A combined on-line intelligent-identifier and Pole-Shift (PS) feedback controller as an adaptive power system stabilizer (APSS) is presented in this dissertation. Artificial Neural Networks (ANNs) have excellent approximation capabilities and produce impressive results in tracking the dynamic oscillations in power system. The PS-Control is ideal for its robustness and stability conditions. The hybrid system combines their advantages while avoiding their weaknesses.;Two ANN architectures are proposed for identification: a simple adaptive linear element (ADALINE) and a radial basis function (RBF) network. The advantages and shortcomings of the two architectures are discussed.;The ANN-Identifier goes through two-stages of learning: off-line and on-line training. The off-line training is used to store the ' a priori' knowledge. After the off-line training the networks are further trained every sampling period making it an adaptive approach. The ANNs are also linearized at every sampling instant to obtain the system regression coefficients. The Pole-Shift control uses the above regression coefficients to calculate the closed-loop poles. The unstable poles are moved inside the unit circle in the z -- plane and the control calculated so as to achieve the desired performance.;Most of the present control techniques involve the optimization of one-step ahead performance index. However, the control signals have a dynamic impact on the future states of the system. Therefore, full multi-scale optimization is desirable. The drawback of such a full-scale optimization is the computational burden attached to it. To overcome this shortcoming, simplifications are proposed by using the "receding horizon" principle and "dynamic control limits".;A power system dynamics simulation package (PSDSP) is described for the purpose of conducting computer simulations.

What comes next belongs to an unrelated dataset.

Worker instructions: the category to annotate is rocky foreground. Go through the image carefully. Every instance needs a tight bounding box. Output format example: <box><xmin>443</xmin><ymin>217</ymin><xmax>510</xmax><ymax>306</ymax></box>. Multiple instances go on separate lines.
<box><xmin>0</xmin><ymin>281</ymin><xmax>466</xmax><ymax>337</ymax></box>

The PSDSP uses the interprocess communication facilities of UNIX to achieve a loose coupling between the power system components and the APSS. Modular programming is used throughout this development for flexibility and reusability of the code. Simulations are carried out on different configurations of power systems to assess the performance of the APSSs.;After successful simulation studies, the APSSs are further tested on a scaled physical model of a power system. The performance of APSSs suggests significant benefits over conventional PSSs: performance improvement and no requirement for parameter tuning.